Anti-trust laws are supposed to protect consumers from monopolistic companies. As such, it is hardly surprising that Microsoft regularly finds itself in court facing yet another anti-trust suit, but the latest move by the US government concerns me greatly.
I have a licensed version of Windows XP Professional on my laptop, so I’m not bothered by the Windows Genuine Advantage program, whereby users have to prove that their copy of Windows is legitimate before downloading additional software.
According to the Windows IT Pro magazine network WinInfo Daily Update:
“Windows Genuine Advantage is designed to reward owners of non-pirated Windows copies with value-added advantages for being legitimate customers. Like Product Activation, Windows Genuine Advantage seeks to curb software piracy, which various analyst groups say is rampant around the world. IDC reports that software piracy is a $30 billion problem, with pirated software accounting for about 30 percent of all software used worldwide; in the United States, that figure is 23 percent.”
After all, Microsoft is facing competition in areas where it has previously dominated (desktop and low-mid range server operating systems, office productivity suites) and it needs to protect its revenues whilst not being seen as anti-competitive. As such, users need to see that they get something back – additional functionality for example, which is where my anti-trust worries come into play.
Last week, federal regulators at the US Department of Justice (DOJ) revealed that they will soon begin an investigation of the next version of Windows (codenamed Longhorn) to ensure that it doesn’t violate the terms of Microsoft’s US antitrust settlement. The DOJ are also voicing concerns about Windows XP Service Pack 2 (SP2), claiming that they require further information from Microsoft in order to determine whether Windows satisfactorily honours user middleware choices.

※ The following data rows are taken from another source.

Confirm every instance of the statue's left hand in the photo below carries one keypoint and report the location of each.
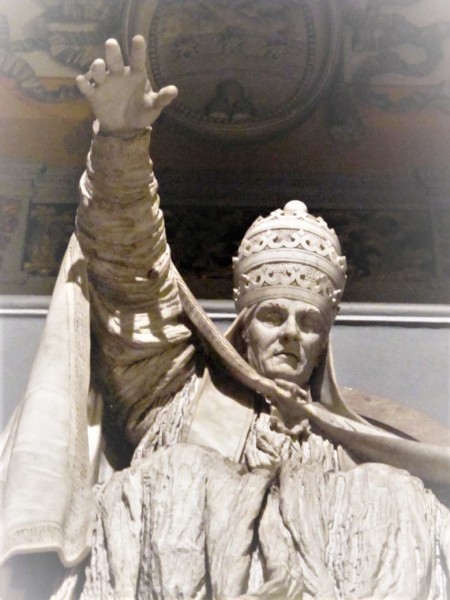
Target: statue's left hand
(121, 96)
(290, 401)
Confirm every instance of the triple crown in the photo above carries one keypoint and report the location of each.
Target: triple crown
(290, 254)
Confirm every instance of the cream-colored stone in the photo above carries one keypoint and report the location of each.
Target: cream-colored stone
(225, 484)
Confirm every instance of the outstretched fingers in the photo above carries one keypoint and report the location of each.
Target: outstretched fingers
(84, 85)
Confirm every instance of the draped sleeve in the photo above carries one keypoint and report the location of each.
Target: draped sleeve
(142, 353)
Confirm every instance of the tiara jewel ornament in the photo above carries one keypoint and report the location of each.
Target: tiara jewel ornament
(290, 254)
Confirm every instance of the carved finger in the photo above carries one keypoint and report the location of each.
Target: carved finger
(113, 57)
(138, 53)
(84, 85)
(98, 71)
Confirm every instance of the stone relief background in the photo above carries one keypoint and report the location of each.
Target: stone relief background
(372, 155)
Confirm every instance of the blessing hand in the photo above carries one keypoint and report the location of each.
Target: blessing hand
(121, 96)
(289, 402)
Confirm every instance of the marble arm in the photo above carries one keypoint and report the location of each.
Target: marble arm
(142, 354)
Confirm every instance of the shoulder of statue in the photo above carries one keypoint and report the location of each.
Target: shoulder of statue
(396, 417)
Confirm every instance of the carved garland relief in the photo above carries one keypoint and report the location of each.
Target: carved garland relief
(245, 69)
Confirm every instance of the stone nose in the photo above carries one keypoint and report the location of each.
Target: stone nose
(290, 328)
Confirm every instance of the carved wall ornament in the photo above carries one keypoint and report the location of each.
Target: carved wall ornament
(244, 69)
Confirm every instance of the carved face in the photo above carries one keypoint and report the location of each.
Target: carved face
(285, 339)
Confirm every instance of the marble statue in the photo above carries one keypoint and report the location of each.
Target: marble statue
(159, 459)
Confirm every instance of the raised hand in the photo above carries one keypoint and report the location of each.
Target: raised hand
(121, 96)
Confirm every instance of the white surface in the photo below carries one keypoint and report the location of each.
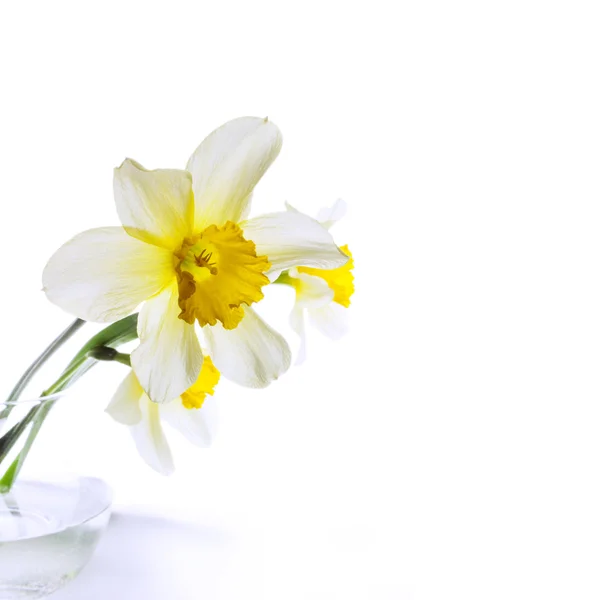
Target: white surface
(458, 425)
(156, 554)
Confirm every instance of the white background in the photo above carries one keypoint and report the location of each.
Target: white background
(449, 447)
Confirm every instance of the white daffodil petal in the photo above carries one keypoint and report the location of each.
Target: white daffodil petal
(252, 354)
(150, 439)
(168, 360)
(331, 320)
(104, 274)
(297, 323)
(198, 425)
(292, 239)
(331, 215)
(125, 404)
(154, 206)
(227, 165)
(311, 291)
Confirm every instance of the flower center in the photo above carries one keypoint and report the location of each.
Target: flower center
(340, 280)
(218, 271)
(205, 384)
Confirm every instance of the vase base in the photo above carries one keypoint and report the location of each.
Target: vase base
(48, 532)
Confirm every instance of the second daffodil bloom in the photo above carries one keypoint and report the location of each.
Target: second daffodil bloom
(323, 294)
(194, 414)
(187, 250)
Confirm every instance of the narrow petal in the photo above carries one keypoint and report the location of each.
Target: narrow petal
(331, 320)
(297, 323)
(168, 360)
(125, 404)
(154, 206)
(327, 216)
(252, 354)
(292, 239)
(311, 291)
(227, 165)
(104, 274)
(198, 425)
(150, 439)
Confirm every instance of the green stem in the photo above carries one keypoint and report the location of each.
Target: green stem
(37, 364)
(284, 278)
(118, 333)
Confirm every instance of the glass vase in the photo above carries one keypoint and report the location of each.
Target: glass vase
(50, 523)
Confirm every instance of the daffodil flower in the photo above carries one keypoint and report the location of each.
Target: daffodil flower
(188, 252)
(322, 294)
(194, 414)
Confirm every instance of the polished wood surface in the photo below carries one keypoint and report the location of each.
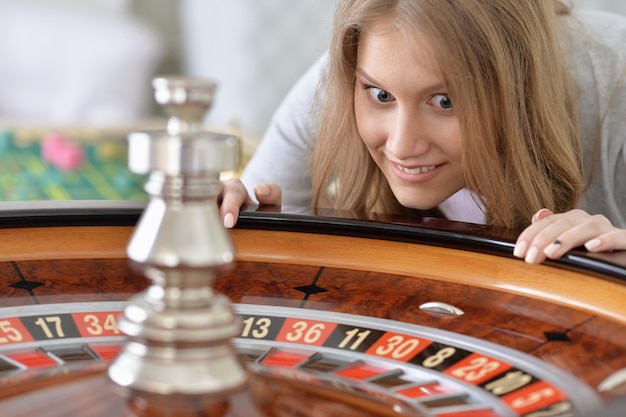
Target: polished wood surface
(563, 316)
(603, 297)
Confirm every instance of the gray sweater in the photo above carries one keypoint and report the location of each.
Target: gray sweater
(595, 46)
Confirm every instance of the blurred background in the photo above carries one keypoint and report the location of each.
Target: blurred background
(83, 64)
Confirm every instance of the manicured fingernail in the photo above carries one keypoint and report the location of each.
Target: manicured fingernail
(541, 214)
(520, 249)
(532, 255)
(552, 249)
(229, 221)
(593, 244)
(262, 189)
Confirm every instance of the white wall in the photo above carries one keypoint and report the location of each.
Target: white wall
(616, 6)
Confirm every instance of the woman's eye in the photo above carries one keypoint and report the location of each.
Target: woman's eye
(442, 101)
(380, 96)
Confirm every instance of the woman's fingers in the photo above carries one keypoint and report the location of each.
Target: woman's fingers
(234, 195)
(552, 235)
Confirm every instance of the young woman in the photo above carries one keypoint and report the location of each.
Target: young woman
(441, 107)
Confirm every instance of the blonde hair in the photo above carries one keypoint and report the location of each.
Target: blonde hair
(508, 80)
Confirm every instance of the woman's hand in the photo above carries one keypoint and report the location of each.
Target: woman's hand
(552, 235)
(235, 195)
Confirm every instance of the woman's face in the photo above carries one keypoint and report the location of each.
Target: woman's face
(406, 118)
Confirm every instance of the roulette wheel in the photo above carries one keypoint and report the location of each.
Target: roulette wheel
(128, 309)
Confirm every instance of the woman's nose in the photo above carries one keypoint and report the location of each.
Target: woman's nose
(407, 136)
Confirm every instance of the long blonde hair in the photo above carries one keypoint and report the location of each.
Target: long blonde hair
(508, 80)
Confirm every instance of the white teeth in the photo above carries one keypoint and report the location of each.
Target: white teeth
(415, 171)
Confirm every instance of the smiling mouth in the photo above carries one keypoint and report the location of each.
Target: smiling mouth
(415, 171)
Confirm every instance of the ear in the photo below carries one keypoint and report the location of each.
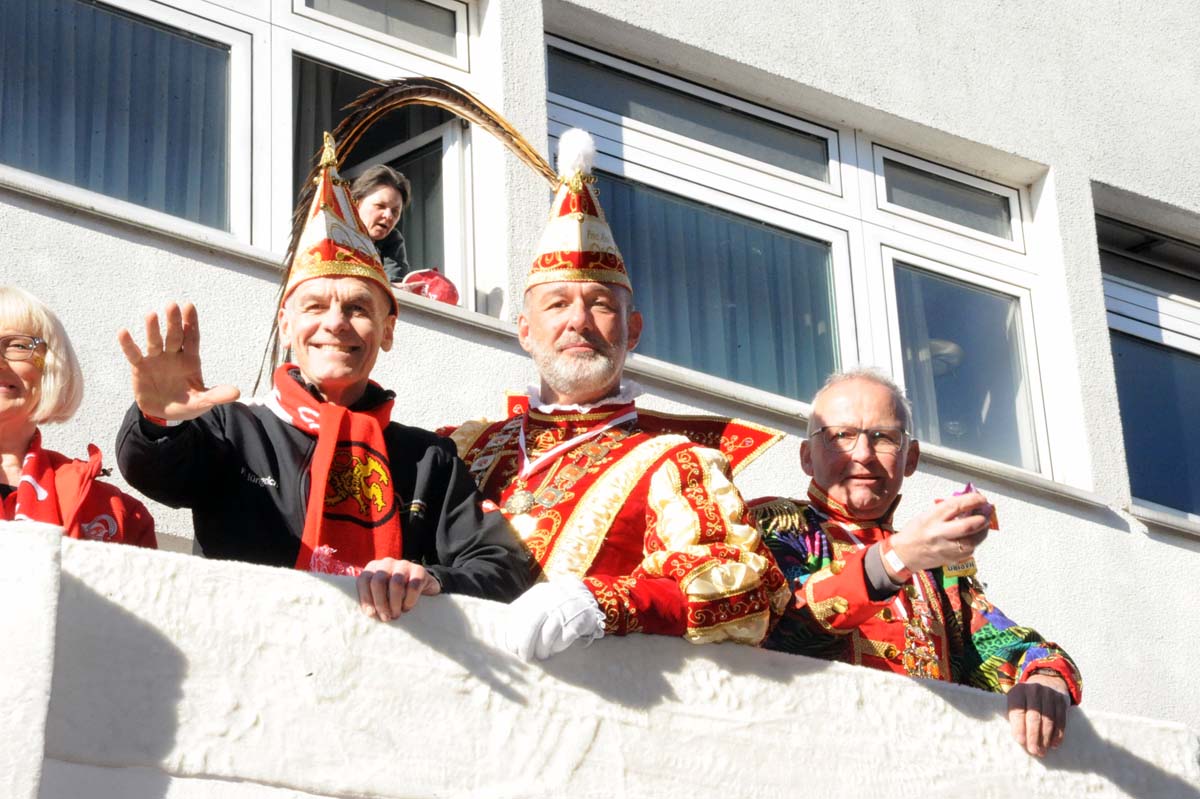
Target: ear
(389, 332)
(523, 331)
(635, 329)
(807, 456)
(912, 457)
(285, 320)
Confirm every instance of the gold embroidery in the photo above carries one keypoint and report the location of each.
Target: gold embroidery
(598, 508)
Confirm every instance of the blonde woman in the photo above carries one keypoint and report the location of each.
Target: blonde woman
(41, 383)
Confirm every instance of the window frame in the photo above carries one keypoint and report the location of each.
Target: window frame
(873, 232)
(881, 152)
(240, 34)
(839, 240)
(462, 31)
(954, 266)
(456, 157)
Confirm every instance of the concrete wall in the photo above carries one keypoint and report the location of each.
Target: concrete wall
(178, 678)
(1095, 104)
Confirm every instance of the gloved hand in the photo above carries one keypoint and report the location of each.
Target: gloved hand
(550, 617)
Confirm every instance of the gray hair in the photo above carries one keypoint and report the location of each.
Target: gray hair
(871, 374)
(61, 377)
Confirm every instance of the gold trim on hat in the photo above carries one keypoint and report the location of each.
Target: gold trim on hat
(612, 276)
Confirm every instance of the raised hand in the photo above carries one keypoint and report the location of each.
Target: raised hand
(167, 379)
(947, 533)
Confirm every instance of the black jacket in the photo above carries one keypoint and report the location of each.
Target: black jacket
(394, 256)
(244, 472)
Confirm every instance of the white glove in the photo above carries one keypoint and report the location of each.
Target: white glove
(550, 617)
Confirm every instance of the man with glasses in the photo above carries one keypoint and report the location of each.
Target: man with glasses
(904, 601)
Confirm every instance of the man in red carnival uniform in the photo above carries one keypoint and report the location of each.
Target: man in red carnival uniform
(316, 475)
(904, 601)
(631, 516)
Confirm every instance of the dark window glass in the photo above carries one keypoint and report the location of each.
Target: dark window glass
(948, 199)
(321, 92)
(964, 367)
(1157, 389)
(117, 104)
(412, 20)
(688, 115)
(724, 294)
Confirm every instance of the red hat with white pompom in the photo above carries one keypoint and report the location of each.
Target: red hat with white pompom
(577, 244)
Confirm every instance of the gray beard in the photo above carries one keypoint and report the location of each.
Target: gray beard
(574, 374)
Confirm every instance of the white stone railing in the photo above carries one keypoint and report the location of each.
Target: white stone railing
(136, 674)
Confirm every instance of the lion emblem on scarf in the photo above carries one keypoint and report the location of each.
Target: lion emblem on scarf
(360, 479)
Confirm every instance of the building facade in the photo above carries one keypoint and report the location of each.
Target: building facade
(999, 205)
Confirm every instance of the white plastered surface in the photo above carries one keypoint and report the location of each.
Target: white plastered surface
(177, 677)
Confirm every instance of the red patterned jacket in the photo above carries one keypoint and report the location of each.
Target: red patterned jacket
(641, 506)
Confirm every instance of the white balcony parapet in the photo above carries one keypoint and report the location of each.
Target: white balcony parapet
(175, 677)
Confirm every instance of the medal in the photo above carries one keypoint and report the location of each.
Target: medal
(519, 502)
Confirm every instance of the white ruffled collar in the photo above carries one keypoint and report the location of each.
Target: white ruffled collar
(625, 392)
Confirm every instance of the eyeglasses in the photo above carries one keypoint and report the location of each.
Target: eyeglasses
(885, 440)
(21, 348)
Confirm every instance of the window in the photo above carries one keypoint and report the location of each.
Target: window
(123, 106)
(1152, 294)
(771, 251)
(435, 29)
(421, 142)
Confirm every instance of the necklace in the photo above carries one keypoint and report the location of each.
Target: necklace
(522, 500)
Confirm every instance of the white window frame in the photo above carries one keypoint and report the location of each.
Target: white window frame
(978, 274)
(647, 138)
(237, 32)
(456, 174)
(461, 59)
(868, 230)
(343, 40)
(459, 265)
(1162, 318)
(839, 240)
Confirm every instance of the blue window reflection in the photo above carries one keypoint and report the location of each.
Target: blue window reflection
(724, 294)
(1156, 388)
(963, 366)
(114, 104)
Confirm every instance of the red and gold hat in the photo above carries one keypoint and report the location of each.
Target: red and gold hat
(334, 242)
(577, 244)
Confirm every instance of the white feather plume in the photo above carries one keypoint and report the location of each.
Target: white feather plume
(576, 152)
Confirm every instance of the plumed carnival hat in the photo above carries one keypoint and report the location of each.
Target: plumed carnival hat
(577, 244)
(334, 242)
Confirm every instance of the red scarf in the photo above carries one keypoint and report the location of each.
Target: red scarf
(352, 503)
(35, 498)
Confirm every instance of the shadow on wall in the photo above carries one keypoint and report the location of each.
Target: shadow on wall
(603, 668)
(1085, 749)
(133, 725)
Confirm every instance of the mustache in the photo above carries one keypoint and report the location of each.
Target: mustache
(575, 340)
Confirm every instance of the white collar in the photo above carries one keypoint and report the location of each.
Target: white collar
(625, 392)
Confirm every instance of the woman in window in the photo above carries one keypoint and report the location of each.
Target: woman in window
(382, 194)
(41, 383)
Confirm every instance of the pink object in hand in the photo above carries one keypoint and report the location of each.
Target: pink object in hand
(988, 510)
(324, 563)
(431, 283)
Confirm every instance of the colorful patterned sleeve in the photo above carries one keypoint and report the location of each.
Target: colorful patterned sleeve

SP2 is a massive security update, but it does include some new functionality – most significantly a much improved Windows Firewall. That may or may not be considered middleware, but we can’t continue to lampoon Microsoft for security flaws at the same time as stopping them from shipping security features within the operating system. On the same level, we should expect anti-malware functionality too, and for that matter, anti-spam capabilities in Exchange. These features are all being implemented, but if the DOJ (and the European Union) get their way, Microsoft will be severely limited in what it can ship to its legitimate, paying customers.
In the same way that many of the infrastructure deployment techniques that I have practised for years are now viewed as commodities and my company has to find new areas in which to add value, so are some of the software products which Microsoft is criticised for bundling within Windows (browser, firewall, etc.). Or to take another example, who would consider an operating system without a TCP/IP stack today? (something which once upon a time was an added extra with an associated cost). Those who have built a business around such commodities must find new areas in which to innovate, and leave Messrs Gates, Torvalds, and Jobs to include what have become basic system requirements in their operating systems.